Why is TNA being used?
The use of oligonucleotides in therapeutics and diagnostics is rapidly expanding, particularly in the realm of antisense therapy. In previous discussions, we explored how modifying the backbone of antisense oligonucleotides (ASOs) with Mesyl can enhance stability and therapeutic efficacy. In this blog, we shift our focus to a promising class of artificial genetic polymers known as Xeno-nucleic acids (XNAs), with specific emphasis on α-L-Threose nucleic acid (TNA). TNA has attracted significant interest due to its structural simplicity and unique ability to form stable duplex structures with complementary DNA and RNA strands.

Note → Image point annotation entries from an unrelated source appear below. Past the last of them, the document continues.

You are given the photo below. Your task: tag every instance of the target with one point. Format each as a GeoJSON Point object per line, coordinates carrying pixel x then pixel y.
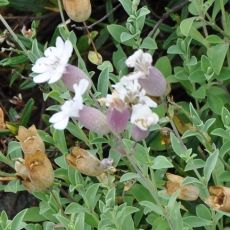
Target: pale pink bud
{"type": "Point", "coordinates": [117, 119]}
{"type": "Point", "coordinates": [73, 75]}
{"type": "Point", "coordinates": [94, 120]}
{"type": "Point", "coordinates": [138, 134]}
{"type": "Point", "coordinates": [154, 83]}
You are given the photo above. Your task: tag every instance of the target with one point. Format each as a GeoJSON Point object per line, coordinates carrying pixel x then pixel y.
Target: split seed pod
{"type": "Point", "coordinates": [78, 10]}
{"type": "Point", "coordinates": [186, 192]}
{"type": "Point", "coordinates": [85, 162]}
{"type": "Point", "coordinates": [219, 198]}
{"type": "Point", "coordinates": [35, 171]}
{"type": "Point", "coordinates": [30, 140]}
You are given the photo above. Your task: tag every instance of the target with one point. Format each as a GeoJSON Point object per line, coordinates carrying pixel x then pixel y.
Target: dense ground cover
{"type": "Point", "coordinates": [117, 118]}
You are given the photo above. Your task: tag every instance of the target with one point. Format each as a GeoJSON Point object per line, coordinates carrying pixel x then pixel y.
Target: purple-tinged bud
{"type": "Point", "coordinates": [117, 119]}
{"type": "Point", "coordinates": [154, 83]}
{"type": "Point", "coordinates": [94, 120]}
{"type": "Point", "coordinates": [106, 163]}
{"type": "Point", "coordinates": [73, 75]}
{"type": "Point", "coordinates": [138, 134]}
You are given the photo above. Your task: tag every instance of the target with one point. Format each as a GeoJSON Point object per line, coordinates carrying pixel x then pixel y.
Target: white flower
{"type": "Point", "coordinates": [143, 117]}
{"type": "Point", "coordinates": [140, 61]}
{"type": "Point", "coordinates": [71, 107]}
{"type": "Point", "coordinates": [51, 67]}
{"type": "Point", "coordinates": [130, 91]}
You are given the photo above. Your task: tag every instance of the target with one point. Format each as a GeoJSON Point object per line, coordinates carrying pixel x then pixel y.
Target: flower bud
{"type": "Point", "coordinates": [78, 10]}
{"type": "Point", "coordinates": [118, 120]}
{"type": "Point", "coordinates": [219, 198]}
{"type": "Point", "coordinates": [30, 140]}
{"type": "Point", "coordinates": [73, 75]}
{"type": "Point", "coordinates": [94, 120]}
{"type": "Point", "coordinates": [2, 120]}
{"type": "Point", "coordinates": [154, 83]}
{"type": "Point", "coordinates": [138, 134]}
{"type": "Point", "coordinates": [35, 171]}
{"type": "Point", "coordinates": [186, 192]}
{"type": "Point", "coordinates": [85, 162]}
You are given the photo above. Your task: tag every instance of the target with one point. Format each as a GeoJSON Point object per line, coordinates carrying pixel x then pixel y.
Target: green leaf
{"type": "Point", "coordinates": [177, 146]}
{"type": "Point", "coordinates": [148, 43]}
{"type": "Point", "coordinates": [186, 25]}
{"type": "Point", "coordinates": [4, 2]}
{"type": "Point", "coordinates": [59, 141]}
{"type": "Point", "coordinates": [26, 113]}
{"type": "Point", "coordinates": [91, 195]}
{"type": "Point", "coordinates": [151, 207]}
{"type": "Point", "coordinates": [103, 82]}
{"type": "Point", "coordinates": [17, 223]}
{"type": "Point", "coordinates": [217, 56]}
{"type": "Point", "coordinates": [203, 212]}
{"type": "Point", "coordinates": [195, 221]}
{"type": "Point", "coordinates": [127, 5]}
{"type": "Point", "coordinates": [129, 176]}
{"type": "Point", "coordinates": [33, 215]}
{"type": "Point", "coordinates": [217, 98]}
{"type": "Point", "coordinates": [225, 116]}
{"type": "Point", "coordinates": [200, 93]}
{"type": "Point", "coordinates": [164, 65]}
{"type": "Point", "coordinates": [194, 116]}
{"type": "Point", "coordinates": [116, 31]}
{"type": "Point", "coordinates": [161, 162]}
{"type": "Point", "coordinates": [76, 131]}
{"type": "Point", "coordinates": [6, 160]}
{"type": "Point", "coordinates": [194, 164]}
{"type": "Point", "coordinates": [210, 165]}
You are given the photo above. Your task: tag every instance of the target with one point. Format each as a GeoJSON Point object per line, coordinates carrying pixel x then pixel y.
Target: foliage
{"type": "Point", "coordinates": [191, 139]}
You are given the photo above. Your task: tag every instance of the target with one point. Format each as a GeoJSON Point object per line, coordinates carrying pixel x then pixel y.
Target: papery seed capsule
{"type": "Point", "coordinates": [35, 171]}
{"type": "Point", "coordinates": [219, 198]}
{"type": "Point", "coordinates": [78, 10]}
{"type": "Point", "coordinates": [85, 162]}
{"type": "Point", "coordinates": [30, 140]}
{"type": "Point", "coordinates": [185, 192]}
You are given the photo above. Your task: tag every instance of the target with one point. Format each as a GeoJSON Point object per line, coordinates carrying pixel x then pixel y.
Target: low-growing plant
{"type": "Point", "coordinates": [133, 137]}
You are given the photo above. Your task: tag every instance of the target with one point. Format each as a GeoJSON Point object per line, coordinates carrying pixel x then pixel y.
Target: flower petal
{"type": "Point", "coordinates": [43, 77]}
{"type": "Point", "coordinates": [73, 75]}
{"type": "Point", "coordinates": [154, 84]}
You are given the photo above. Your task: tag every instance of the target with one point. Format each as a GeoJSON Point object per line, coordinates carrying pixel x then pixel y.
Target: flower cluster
{"type": "Point", "coordinates": [129, 100]}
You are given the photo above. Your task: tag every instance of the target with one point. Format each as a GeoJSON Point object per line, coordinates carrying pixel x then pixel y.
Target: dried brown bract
{"type": "Point", "coordinates": [35, 171]}
{"type": "Point", "coordinates": [30, 140]}
{"type": "Point", "coordinates": [78, 10]}
{"type": "Point", "coordinates": [186, 192]}
{"type": "Point", "coordinates": [219, 198]}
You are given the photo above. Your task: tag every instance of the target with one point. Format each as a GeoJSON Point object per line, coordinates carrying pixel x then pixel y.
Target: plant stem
{"type": "Point", "coordinates": [149, 185]}
{"type": "Point", "coordinates": [61, 12]}
{"type": "Point", "coordinates": [91, 40]}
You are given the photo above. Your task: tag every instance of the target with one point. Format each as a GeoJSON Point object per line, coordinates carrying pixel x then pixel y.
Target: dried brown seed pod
{"type": "Point", "coordinates": [35, 171]}
{"type": "Point", "coordinates": [219, 198]}
{"type": "Point", "coordinates": [85, 162]}
{"type": "Point", "coordinates": [30, 140]}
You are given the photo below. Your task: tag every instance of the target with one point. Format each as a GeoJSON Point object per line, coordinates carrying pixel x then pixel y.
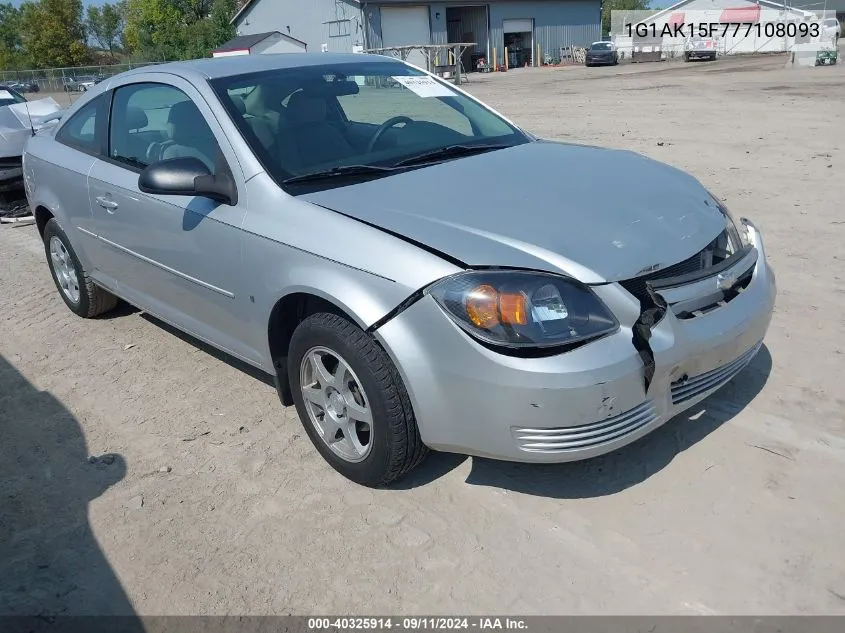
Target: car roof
{"type": "Point", "coordinates": [215, 68]}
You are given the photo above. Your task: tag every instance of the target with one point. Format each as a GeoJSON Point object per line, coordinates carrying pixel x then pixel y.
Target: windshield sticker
{"type": "Point", "coordinates": [425, 86]}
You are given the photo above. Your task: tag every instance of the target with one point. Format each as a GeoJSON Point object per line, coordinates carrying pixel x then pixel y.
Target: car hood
{"type": "Point", "coordinates": [595, 214]}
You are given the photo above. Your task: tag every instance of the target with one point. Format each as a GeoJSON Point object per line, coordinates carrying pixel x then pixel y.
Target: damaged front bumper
{"type": "Point", "coordinates": [588, 401]}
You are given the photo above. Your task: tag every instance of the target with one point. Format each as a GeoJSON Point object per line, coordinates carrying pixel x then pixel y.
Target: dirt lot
{"type": "Point", "coordinates": [213, 501]}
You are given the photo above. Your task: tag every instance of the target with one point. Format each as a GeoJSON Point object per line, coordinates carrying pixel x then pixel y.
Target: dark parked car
{"type": "Point", "coordinates": [601, 53]}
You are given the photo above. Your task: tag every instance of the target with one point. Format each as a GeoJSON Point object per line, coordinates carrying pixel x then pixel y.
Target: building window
{"type": "Point", "coordinates": [339, 28]}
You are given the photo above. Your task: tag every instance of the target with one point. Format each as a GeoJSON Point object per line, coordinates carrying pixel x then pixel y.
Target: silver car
{"type": "Point", "coordinates": [415, 270]}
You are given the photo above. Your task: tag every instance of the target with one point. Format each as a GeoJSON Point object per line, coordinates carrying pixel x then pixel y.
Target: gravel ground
{"type": "Point", "coordinates": [207, 497]}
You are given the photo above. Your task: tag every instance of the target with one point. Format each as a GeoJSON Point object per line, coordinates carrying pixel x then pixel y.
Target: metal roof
{"type": "Point", "coordinates": [246, 42]}
{"type": "Point", "coordinates": [244, 64]}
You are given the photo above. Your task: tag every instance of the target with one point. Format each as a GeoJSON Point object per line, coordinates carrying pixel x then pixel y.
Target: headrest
{"type": "Point", "coordinates": [136, 118]}
{"type": "Point", "coordinates": [183, 113]}
{"type": "Point", "coordinates": [306, 109]}
{"type": "Point", "coordinates": [240, 104]}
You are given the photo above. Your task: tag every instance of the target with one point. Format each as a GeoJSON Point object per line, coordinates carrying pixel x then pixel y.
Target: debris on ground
{"type": "Point", "coordinates": [191, 438]}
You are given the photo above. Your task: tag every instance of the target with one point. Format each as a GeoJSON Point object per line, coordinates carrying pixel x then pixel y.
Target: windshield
{"type": "Point", "coordinates": [9, 97]}
{"type": "Point", "coordinates": [315, 119]}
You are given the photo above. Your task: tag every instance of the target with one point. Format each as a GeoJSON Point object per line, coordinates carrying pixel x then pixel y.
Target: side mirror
{"type": "Point", "coordinates": [187, 176]}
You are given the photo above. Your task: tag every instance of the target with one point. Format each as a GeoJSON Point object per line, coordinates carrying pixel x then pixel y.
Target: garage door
{"type": "Point", "coordinates": [518, 26]}
{"type": "Point", "coordinates": [403, 26]}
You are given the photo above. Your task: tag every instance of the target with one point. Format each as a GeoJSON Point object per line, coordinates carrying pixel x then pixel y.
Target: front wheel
{"type": "Point", "coordinates": [352, 401]}
{"type": "Point", "coordinates": [79, 292]}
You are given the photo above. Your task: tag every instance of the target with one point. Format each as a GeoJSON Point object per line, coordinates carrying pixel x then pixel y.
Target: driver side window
{"type": "Point", "coordinates": [153, 122]}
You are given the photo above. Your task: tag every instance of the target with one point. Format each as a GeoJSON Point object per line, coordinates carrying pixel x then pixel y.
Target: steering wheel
{"type": "Point", "coordinates": [386, 126]}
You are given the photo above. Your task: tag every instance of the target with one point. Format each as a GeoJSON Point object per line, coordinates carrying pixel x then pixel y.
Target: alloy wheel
{"type": "Point", "coordinates": [65, 271]}
{"type": "Point", "coordinates": [336, 403]}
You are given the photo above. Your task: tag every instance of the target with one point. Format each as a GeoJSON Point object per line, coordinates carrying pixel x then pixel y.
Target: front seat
{"type": "Point", "coordinates": [314, 139]}
{"type": "Point", "coordinates": [189, 135]}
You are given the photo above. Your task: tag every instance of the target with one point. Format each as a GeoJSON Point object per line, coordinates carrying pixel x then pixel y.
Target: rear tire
{"type": "Point", "coordinates": [78, 291]}
{"type": "Point", "coordinates": [388, 443]}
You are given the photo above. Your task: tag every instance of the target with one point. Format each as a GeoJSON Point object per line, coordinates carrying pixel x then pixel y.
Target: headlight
{"type": "Point", "coordinates": [523, 309]}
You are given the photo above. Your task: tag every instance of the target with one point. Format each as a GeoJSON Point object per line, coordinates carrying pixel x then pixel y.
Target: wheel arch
{"type": "Point", "coordinates": [286, 314]}
{"type": "Point", "coordinates": [42, 216]}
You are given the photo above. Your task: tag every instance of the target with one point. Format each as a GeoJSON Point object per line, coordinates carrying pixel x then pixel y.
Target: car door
{"type": "Point", "coordinates": [80, 141]}
{"type": "Point", "coordinates": [176, 256]}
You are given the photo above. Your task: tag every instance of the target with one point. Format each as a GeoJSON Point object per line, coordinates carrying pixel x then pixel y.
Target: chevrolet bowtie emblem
{"type": "Point", "coordinates": [725, 282]}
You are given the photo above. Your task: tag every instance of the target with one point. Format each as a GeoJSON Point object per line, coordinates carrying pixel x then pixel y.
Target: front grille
{"type": "Point", "coordinates": [687, 389]}
{"type": "Point", "coordinates": [585, 436]}
{"type": "Point", "coordinates": [710, 255]}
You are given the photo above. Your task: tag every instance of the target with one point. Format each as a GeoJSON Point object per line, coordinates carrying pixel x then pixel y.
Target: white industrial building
{"type": "Point", "coordinates": [758, 32]}
{"type": "Point", "coordinates": [258, 43]}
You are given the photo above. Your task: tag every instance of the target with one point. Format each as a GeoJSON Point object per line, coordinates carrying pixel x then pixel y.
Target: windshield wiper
{"type": "Point", "coordinates": [444, 153]}
{"type": "Point", "coordinates": [335, 172]}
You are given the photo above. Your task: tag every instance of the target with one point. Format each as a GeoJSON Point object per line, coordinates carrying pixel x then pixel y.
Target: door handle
{"type": "Point", "coordinates": [108, 205]}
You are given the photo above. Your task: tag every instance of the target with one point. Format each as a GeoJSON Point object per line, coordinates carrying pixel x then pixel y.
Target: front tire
{"type": "Point", "coordinates": [352, 401]}
{"type": "Point", "coordinates": [79, 292]}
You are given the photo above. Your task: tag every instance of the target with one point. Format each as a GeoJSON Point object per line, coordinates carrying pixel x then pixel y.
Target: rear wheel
{"type": "Point", "coordinates": [352, 401]}
{"type": "Point", "coordinates": [79, 292]}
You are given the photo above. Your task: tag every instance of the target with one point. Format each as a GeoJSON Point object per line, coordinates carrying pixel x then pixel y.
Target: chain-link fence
{"type": "Point", "coordinates": [75, 79]}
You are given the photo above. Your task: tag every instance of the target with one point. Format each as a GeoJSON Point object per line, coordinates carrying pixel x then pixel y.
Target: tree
{"type": "Point", "coordinates": [105, 25]}
{"type": "Point", "coordinates": [222, 12]}
{"type": "Point", "coordinates": [12, 55]}
{"type": "Point", "coordinates": [619, 5]}
{"type": "Point", "coordinates": [177, 29]}
{"type": "Point", "coordinates": [53, 34]}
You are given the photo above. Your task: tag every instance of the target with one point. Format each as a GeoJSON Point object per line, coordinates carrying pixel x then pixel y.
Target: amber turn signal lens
{"type": "Point", "coordinates": [482, 305]}
{"type": "Point", "coordinates": [513, 309]}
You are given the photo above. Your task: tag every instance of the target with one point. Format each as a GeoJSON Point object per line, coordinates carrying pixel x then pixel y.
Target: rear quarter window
{"type": "Point", "coordinates": [83, 131]}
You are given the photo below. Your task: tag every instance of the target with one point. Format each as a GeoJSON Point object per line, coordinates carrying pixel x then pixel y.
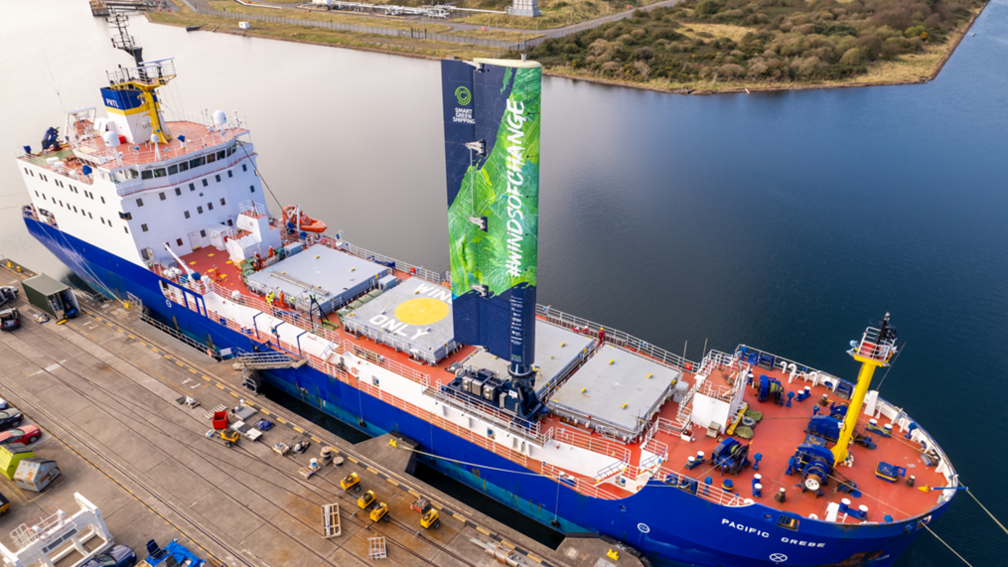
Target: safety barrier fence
{"type": "Point", "coordinates": [581, 486]}
{"type": "Point", "coordinates": [406, 267]}
{"type": "Point", "coordinates": [588, 442]}
{"type": "Point", "coordinates": [374, 30]}
{"type": "Point", "coordinates": [616, 338]}
{"type": "Point", "coordinates": [709, 492]}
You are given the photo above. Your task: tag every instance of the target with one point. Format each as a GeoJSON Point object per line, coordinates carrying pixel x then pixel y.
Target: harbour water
{"type": "Point", "coordinates": [786, 220]}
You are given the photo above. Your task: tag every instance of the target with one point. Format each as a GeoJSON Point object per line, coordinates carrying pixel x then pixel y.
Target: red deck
{"type": "Point", "coordinates": [217, 265]}
{"type": "Point", "coordinates": [776, 436]}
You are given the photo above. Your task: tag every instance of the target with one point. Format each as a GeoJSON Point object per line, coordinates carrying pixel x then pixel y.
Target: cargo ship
{"type": "Point", "coordinates": [743, 458]}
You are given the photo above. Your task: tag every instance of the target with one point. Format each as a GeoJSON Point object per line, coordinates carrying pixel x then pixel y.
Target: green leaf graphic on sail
{"type": "Point", "coordinates": [482, 258]}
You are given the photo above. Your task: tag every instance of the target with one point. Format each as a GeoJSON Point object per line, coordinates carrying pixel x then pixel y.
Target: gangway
{"type": "Point", "coordinates": [55, 537]}
{"type": "Point", "coordinates": [251, 362]}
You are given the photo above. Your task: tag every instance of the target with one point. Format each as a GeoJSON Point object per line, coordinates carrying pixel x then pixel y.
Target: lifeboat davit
{"type": "Point", "coordinates": [292, 215]}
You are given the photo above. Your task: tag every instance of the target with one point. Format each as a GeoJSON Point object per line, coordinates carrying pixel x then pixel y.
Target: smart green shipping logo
{"type": "Point", "coordinates": [463, 95]}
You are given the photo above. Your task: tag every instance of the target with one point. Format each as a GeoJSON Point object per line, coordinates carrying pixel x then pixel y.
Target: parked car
{"type": "Point", "coordinates": [7, 294]}
{"type": "Point", "coordinates": [118, 556]}
{"type": "Point", "coordinates": [23, 436]}
{"type": "Point", "coordinates": [10, 419]}
{"type": "Point", "coordinates": [10, 319]}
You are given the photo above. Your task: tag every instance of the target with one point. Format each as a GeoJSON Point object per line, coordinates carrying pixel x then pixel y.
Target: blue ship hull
{"type": "Point", "coordinates": [668, 526]}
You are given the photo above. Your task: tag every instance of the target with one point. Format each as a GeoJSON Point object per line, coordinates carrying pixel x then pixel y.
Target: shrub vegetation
{"type": "Point", "coordinates": [757, 40]}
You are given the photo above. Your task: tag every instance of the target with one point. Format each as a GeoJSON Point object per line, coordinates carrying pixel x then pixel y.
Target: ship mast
{"type": "Point", "coordinates": [875, 349]}
{"type": "Point", "coordinates": [139, 83]}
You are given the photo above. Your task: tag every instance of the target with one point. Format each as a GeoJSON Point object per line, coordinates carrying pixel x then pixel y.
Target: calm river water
{"type": "Point", "coordinates": [786, 221]}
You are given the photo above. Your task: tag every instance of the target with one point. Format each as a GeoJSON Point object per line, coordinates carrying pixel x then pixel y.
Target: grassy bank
{"type": "Point", "coordinates": [182, 16]}
{"type": "Point", "coordinates": [323, 15]}
{"type": "Point", "coordinates": [715, 45]}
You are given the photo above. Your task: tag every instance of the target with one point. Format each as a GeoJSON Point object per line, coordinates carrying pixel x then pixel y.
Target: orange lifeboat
{"type": "Point", "coordinates": [293, 215]}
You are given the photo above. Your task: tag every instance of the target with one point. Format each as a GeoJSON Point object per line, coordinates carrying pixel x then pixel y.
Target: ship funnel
{"type": "Point", "coordinates": [220, 118]}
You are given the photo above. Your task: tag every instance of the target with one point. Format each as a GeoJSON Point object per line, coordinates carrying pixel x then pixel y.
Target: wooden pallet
{"type": "Point", "coordinates": [331, 521]}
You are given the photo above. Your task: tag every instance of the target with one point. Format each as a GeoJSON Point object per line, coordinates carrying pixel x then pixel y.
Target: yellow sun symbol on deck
{"type": "Point", "coordinates": [421, 311]}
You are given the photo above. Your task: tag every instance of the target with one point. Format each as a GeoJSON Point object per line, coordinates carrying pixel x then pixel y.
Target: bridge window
{"type": "Point", "coordinates": [788, 523]}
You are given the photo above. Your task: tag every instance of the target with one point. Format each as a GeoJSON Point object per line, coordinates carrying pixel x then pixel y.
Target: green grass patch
{"type": "Point", "coordinates": [730, 44]}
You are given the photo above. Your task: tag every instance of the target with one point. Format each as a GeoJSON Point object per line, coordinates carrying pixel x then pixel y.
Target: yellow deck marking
{"type": "Point", "coordinates": [421, 311]}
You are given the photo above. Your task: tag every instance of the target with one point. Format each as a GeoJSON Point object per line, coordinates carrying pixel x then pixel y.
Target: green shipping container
{"type": "Point", "coordinates": [51, 297]}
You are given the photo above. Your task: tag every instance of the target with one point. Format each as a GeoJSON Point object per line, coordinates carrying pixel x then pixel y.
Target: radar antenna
{"type": "Point", "coordinates": [118, 22]}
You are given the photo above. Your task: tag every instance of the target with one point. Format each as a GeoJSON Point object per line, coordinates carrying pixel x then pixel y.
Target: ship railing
{"type": "Point", "coordinates": [575, 483]}
{"type": "Point", "coordinates": [342, 345]}
{"type": "Point", "coordinates": [786, 365]}
{"type": "Point", "coordinates": [685, 410]}
{"type": "Point", "coordinates": [385, 362]}
{"type": "Point", "coordinates": [617, 338]}
{"type": "Point", "coordinates": [56, 167]}
{"type": "Point", "coordinates": [530, 431]}
{"type": "Point", "coordinates": [129, 180]}
{"type": "Point", "coordinates": [588, 442]}
{"type": "Point", "coordinates": [428, 356]}
{"type": "Point", "coordinates": [709, 492]}
{"type": "Point", "coordinates": [253, 209]}
{"type": "Point", "coordinates": [414, 270]}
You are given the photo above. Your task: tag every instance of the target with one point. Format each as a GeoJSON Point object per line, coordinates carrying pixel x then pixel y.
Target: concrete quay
{"type": "Point", "coordinates": [105, 388]}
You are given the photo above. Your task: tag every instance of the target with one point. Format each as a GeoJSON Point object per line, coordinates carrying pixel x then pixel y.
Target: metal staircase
{"type": "Point", "coordinates": [251, 362]}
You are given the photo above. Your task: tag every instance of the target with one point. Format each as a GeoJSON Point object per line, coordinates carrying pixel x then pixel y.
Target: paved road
{"type": "Point", "coordinates": [462, 26]}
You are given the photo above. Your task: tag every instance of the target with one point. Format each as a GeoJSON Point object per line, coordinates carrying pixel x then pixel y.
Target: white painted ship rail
{"type": "Point", "coordinates": [616, 337]}
{"type": "Point", "coordinates": [406, 267]}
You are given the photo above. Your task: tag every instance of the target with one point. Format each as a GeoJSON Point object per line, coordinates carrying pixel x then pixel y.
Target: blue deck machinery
{"type": "Point", "coordinates": [813, 460]}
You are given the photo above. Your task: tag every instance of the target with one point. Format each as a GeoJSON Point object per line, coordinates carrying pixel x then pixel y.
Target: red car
{"type": "Point", "coordinates": [23, 436]}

Various studies have investigated the biological properties and potential of TNA as antisense agents, including inhibition of GFP gene expression, detection of target miRNAs, and real-time monitoring of miRNA expression levels in cell lines [3,4,5]. Results indicate that TNA exhibits excellent resistance to acid degradation, high stability at room temperature storage, low cytotoxicity, and significant uptake in various cell lines without carriers. While further studies are necessary to fully validate the benefits of TNA, it remains an attractive candidate for biomedical and therapeutic applications.
What is TNA and how is it synthesized?
TNA, or threose nucleic acid, represents a synthetic analog of DNA and RNA, featuring threofuranosyl nucleotides and a backbone comprised of threose sugar units, threofuranose, instead of the ribose or deoxyribose typically found in DNA and RNA. Unlike the conventional 3′- to 5′-linkage in DNA and RNA, the phosphate group in TNA connects at the 2′ to 3′-carbon. To synthesize TNA oligonucleotides, TNA phosphoramidite monomers of adenine (A), guanine (G), cytosine (C), and thymine (T)/uracil (U)) are utilized. The synthesis process follows Eschenmoser’s procedure, involving glycosylation, debenzoylation, tritylation, and phosphitylation steps. After stable pre-drying, the monomers are dissolved in acetonitrile and utilized in the solid-phase synthesis method using controlled pore glass. To ensure high purity and yield, the frequency of de-blocking and coupling reactions is increased, along with the reaction time in each synthesis cycle. Post-synthesis purification is conducted using C18 reverse-phase HPLC or conventional polyacrylamide gel electrophoresis (PAGE), with purity and molecular weight analysis confirmed by MALDI-TOF MS.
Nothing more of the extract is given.